Following is a high-level architectural diagram of our system:
This architectural system consists of the following five components.
● End User flow
● Network Layer powered by AWS
● AWS Powered Client Server
● AWS services or Components
● Autovalidator server
The end user can send images from either mobile phone or from any other designated system like sorters etc. The application is designed to click a picture of Fruits, Vegetables or Grains using the mobile camera, this image (picture ) is then sent to the server for processing and getting the quality results.
The internal users also use the internet system “Autovalidator” to perform various activities like Annotation of Images, Dataset creation , Reviewing, Training Models, Client Dashboard preparation, Live Call to Action work, Testing Models and Result Validation etc. There are Admin Users, who control all the functionalities of Autovalidator and AWS components. All these systems are deployed on AWS.

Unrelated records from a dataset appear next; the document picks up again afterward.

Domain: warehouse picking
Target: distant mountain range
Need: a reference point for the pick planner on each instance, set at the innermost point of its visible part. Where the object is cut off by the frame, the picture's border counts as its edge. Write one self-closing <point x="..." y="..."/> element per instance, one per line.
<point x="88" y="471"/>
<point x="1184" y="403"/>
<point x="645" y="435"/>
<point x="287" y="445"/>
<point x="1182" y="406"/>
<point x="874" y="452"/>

Since this is a very dynamic system and surge of requests can arrive at any time, hence to distribute the load we use Application Load balancer. To enable the SSL, we use the AWS certificate Manager. Using the Domain Name, and Amazon Route 53, we route the traffic, based on various routing Policies (like Failover, Latency, weighted). After DNS resolution from Amazon Route53, the user requests from a mobile app or web application on Application Load Balancer and from there the requests are forwarded to the Web server.

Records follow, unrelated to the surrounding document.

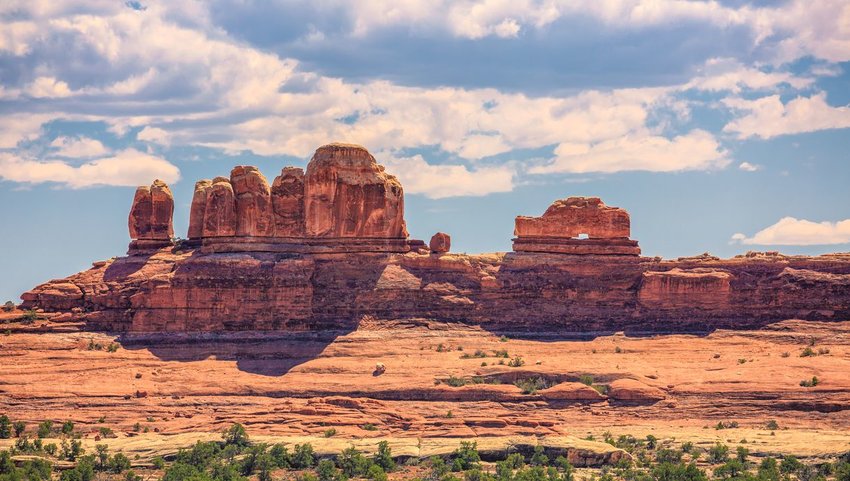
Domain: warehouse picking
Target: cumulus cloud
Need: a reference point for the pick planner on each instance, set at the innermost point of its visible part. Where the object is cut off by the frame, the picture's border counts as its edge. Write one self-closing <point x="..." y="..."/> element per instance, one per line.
<point x="696" y="150"/>
<point x="791" y="231"/>
<point x="440" y="181"/>
<point x="78" y="147"/>
<point x="768" y="117"/>
<point x="126" y="168"/>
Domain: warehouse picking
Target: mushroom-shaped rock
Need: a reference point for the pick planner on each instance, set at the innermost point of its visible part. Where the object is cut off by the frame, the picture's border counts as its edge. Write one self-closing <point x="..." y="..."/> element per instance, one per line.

We use multiple types of Amazon EC2 instances based on workload type with databases on separate instances. The Instances are continuously monitored by Amazon CloudWatch to monitor its performance. AMI of the Amazon EC2 is created on a monthly basis to have a backup. For every Client, there is a different bucket in Amazon S3 to store the Images. The Images from Load balancer reach the Application server (Rails) through the web server (Nginx) and are processed for AI model inference. All the relevant data is stored onto Amazon S3 bucket during this process.
Our internal tool, Autovalidator server manages the machine learning pipeline for us where we do the data collection, data annotation, Model KPI management, Model training and model optimization. The system uses AWS in the backend where Amazon EC2 GPU machines are being used for model training with help of Amazon SageMaker for model optimization simultaneously.

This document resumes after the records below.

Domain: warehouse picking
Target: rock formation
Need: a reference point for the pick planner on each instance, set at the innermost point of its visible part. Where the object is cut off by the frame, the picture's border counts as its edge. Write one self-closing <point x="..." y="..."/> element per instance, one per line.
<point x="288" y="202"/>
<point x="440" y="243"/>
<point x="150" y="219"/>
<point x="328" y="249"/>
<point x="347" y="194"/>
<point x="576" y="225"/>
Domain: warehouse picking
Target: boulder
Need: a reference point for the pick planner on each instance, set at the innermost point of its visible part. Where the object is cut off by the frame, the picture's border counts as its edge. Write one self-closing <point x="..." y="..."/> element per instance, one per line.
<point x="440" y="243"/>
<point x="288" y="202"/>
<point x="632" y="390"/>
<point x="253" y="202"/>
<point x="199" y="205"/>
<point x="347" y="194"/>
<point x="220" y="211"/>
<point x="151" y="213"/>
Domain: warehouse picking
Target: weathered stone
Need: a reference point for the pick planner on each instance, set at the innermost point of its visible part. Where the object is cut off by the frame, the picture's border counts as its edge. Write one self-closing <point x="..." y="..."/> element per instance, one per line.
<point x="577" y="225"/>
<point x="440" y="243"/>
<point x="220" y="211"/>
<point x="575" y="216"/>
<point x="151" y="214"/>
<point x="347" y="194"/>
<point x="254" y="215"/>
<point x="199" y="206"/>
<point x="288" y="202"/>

We use several components of AWS for performing the machine learning pipeline. To begin with, we make use of Amazon EC2 instances for hosting the servers (application server like AutoValidator and Client server) along with other powerful training GPU’s. We use Amazon S3 bucket as our primary storage service. Access to Amazon S3 bucket is given with the help of the IAM policies depending on the access requirements within the organization. For external users, we use the Amazon CloudWatch alarms to alert in case of performance problems.
Without AWS, we could not have reached where we are today. We are very much excited about the future. Can you imagine a scenario when a simple photograph-through-mobile can reduce food loss or waste? We look forward to AWS support along our journey.